UBE2J1 is identified as a novel plasma cell-related gene involved in the prognosis of high-grade serous ovarian cancer

Immune cells within tumor tissues play important roles in remodeling the tumor microenvironment, thus affecting tumor progression and the therapeutic response. The current study was designed to identify key markers of plasma cells and explore their role in high-grade serous ovarian cancer (HGSOC).

Overall, this study elucidated the role of plasma cells and revealed UBE2J1 as a novel oncogene in HGSOC, uncovering new mechanisms related to HGSOC tumorigenesis and promising therapeutic targets for HGSOC patients.

We utilized single-cell sequencing data from the Gene Expression Omnibus (GEO) database to identify key immune cell types within HGSOC tissues and to extract related markers via the Seurat package. The effects of immune cell markers on prognosis were analyzed via univariate Cox regression, least absolute shrinkage and selection operator (LASSO) and gene set variation analysis (GSVA) of bulk sequencing data from The Cancer Genome Atlas (TCGA)-HGSOC cohort. Finally, the effects of key markers on HGSOC cells were evaluated via Cell Counting Kit-8 (CCK-8), Transwell, colony formation, wound healing, immunofluorescence and in vivo tumor growth assays.

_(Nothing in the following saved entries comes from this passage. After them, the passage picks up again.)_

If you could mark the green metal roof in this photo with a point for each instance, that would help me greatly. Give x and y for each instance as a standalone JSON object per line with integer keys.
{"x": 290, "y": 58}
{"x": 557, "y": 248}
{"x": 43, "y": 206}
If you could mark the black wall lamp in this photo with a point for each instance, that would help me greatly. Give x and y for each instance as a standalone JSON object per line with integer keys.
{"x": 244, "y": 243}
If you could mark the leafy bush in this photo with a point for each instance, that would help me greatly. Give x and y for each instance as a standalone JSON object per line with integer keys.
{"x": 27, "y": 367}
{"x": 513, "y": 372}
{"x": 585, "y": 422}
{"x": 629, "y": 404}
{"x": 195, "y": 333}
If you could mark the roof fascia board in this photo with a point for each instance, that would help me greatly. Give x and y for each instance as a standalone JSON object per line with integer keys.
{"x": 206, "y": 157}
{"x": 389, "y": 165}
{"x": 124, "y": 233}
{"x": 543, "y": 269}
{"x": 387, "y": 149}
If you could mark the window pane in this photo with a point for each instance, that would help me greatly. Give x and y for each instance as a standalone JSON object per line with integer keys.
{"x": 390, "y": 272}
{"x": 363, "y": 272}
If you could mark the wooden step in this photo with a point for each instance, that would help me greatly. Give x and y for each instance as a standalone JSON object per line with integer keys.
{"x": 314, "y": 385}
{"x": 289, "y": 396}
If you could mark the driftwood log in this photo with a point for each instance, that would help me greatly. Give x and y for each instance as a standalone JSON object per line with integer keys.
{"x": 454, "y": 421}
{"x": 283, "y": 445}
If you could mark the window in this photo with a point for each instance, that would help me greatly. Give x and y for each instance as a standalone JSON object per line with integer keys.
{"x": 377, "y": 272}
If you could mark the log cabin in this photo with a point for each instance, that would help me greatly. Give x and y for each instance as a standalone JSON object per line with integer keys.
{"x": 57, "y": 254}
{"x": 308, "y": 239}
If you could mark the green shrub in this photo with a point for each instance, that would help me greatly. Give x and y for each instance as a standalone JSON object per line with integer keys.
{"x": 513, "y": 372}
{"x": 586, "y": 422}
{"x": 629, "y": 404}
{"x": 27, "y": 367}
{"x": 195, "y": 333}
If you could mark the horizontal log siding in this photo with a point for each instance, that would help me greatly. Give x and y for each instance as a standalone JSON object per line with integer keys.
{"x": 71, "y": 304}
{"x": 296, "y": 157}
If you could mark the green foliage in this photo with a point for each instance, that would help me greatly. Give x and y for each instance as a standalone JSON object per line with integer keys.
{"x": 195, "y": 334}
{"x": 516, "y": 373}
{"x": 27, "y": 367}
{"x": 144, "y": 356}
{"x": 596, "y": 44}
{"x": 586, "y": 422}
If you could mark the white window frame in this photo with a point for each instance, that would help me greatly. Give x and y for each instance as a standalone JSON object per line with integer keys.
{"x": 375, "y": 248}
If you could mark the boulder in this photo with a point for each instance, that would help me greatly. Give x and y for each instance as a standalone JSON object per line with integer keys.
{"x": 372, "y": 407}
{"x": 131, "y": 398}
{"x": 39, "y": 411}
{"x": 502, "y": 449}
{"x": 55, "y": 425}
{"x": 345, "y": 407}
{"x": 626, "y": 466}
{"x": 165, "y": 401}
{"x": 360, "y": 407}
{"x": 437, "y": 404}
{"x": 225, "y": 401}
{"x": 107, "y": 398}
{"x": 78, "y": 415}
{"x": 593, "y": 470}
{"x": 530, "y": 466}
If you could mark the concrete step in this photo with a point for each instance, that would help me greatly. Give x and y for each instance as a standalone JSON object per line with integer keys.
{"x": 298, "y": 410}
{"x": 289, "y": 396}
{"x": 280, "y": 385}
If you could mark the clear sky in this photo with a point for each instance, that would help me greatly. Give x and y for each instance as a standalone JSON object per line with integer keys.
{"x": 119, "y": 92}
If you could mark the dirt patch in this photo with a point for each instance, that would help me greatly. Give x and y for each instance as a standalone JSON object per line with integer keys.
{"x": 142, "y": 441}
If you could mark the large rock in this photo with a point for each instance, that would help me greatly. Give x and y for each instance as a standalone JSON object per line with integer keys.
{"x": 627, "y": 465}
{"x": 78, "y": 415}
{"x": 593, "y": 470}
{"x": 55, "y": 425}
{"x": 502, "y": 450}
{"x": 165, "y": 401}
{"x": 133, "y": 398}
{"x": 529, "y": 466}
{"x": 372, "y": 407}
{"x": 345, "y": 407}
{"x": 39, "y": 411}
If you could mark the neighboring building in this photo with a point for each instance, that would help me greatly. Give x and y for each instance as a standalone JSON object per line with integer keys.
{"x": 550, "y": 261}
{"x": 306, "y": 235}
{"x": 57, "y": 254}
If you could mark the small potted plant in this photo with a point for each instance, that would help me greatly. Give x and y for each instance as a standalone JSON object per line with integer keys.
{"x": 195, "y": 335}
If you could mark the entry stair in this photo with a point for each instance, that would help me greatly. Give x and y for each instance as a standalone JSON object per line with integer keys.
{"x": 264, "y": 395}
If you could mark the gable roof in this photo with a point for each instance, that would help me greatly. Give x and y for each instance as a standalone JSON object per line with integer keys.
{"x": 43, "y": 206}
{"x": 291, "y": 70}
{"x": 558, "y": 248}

At the single-cell level, we detected a significant increase in the proportion of plasma cells in HGSOC samples compared to that in normal ovarian samples. Within HGSOC tissues, these plasma cells were found to interact with CD8 + T cells, fibroblasts and endothelial cells. In addition, patients in the high-plasma cell-related score group had better survival rates and higher epithelial‒mesenchymal transition (EMT), apoptosis and immune scores. Moreover, univariate Cox and LASSO regression analyses revealed that ubiquitin-conjugating enzyme E2 J1 (UBE2J1) is a prognostic marker in HGSOC. Further functional studies revealed that overexpression of UBE2J1 promoted cell proliferation, invasion, migration and colony formation, whereas UBE2J1 knockdown attenuated the abovementioned cellular behaviors. Additionally, UBE2J1 overexpression promoted EMT, as evidenced by alterations in the protein expression levels of N-cadherin, snail family transcriptional repressor 2 (Slug), Twist family BHLH transcription factor 1 (Twist 1) and E-cadherin. Moreover, we found that UBE2J1 silencing was able to inhibit the tumor growth in vivo. Conclusions: Overall, this study elucidated the role of plasma cells and revealed UBE2J1 as a novel oncogene in HGSOC, uncovering new mechanisms related to HGSOC tumorigenesis and promising therapeutic targets for HGSOC patients.